Android App Ratings & Reviews

Android in Space

by On March 25, 2013

android SPHERECalling a smartphone OS ‘Android’ has always had a bit of a futuristic, outer-space type of tone to it; but in reality Android smartphones have actually been in space for a few years now. The Human Exploration and Tele-robotics Project or HET being lead by NASA’s Ames Research Center that uses SPHERES, which stands for ‘Synchronized Position Hold, Engage, Reorient, Experimental Satellites’ has been using Nexus S smartphones running on Android Gingerbread as the brain for these little satellites on the International Space Station for almost three years now.

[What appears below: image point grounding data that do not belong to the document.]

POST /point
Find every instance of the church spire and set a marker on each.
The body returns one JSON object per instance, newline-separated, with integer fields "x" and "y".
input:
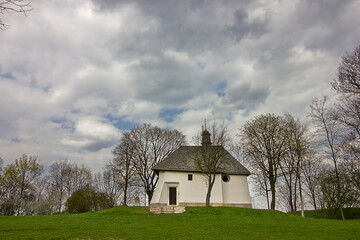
{"x": 205, "y": 137}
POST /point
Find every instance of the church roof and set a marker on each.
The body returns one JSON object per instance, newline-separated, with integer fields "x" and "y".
{"x": 181, "y": 160}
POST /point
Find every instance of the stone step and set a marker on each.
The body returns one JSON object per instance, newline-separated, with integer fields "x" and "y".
{"x": 167, "y": 209}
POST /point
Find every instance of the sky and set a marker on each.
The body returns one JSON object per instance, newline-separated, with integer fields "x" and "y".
{"x": 74, "y": 75}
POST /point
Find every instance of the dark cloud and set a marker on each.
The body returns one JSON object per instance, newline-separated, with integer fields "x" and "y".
{"x": 245, "y": 97}
{"x": 242, "y": 26}
{"x": 69, "y": 81}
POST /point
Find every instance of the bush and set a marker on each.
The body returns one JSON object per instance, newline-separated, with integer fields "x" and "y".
{"x": 87, "y": 200}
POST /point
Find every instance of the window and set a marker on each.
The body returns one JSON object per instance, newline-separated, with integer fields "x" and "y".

The SPHERES aren’t really your normal satellite floating in orbit around the planet however; instead they are used inside the ISS to test tele-robotic cameras, sound, and radiation levels. The idea of using an Android OS brain for the SPHERES is to allow human researchers on earth to be able to control the SPHERES remotely in order to perform tests on the ISS. Up until now everything had to be done by an astronaut actually on the ISS.

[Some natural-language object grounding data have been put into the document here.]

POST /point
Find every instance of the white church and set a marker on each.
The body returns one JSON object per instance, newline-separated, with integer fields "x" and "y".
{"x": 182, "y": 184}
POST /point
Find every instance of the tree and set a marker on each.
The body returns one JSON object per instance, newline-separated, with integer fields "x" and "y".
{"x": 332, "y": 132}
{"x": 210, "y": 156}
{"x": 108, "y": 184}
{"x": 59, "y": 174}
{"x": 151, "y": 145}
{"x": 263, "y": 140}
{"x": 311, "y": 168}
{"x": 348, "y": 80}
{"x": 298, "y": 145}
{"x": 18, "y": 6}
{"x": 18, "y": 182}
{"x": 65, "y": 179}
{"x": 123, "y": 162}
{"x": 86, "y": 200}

By connecting a smartphone to the SPHERES it allowed researchers to use the built-in camera to take pictures and video, perform difficult calculations, help conduct inspections, and to use the Wi-Fi to send information in real-time back to the Space Station and Mission Control.

The Nexus S smartphone model was used because it was the easiest to disassemble and modify for the needs of the SPHERES. Of course some modifications had to be done to the Android OS and the phone before it was space worthy; the first thing that had to be done was to permanently enable the smartphone’s airplane mode to prevent interference with any of the ISS’s aviation equipment. The next task was to find a way to power the phone using alkaline batteries instead of the normal lithium-ion batteries, because alkaline batteries degrade ‘more nicely’. The Nexus S phones are now powered by six AA batteries.

The next generation of Android brained SPHERES will be powered by the Nexus 4 smartphone; and Android looks like it will be a mainstay on the ISS for the foreseeable future because of Android’s flexibility, how easily it is modify whatever is needed, and how well it works with the Windows XP SP3 computers that are in use on the ISS.

It would seem that Android has become the unofficial smartphone for users outside of this world.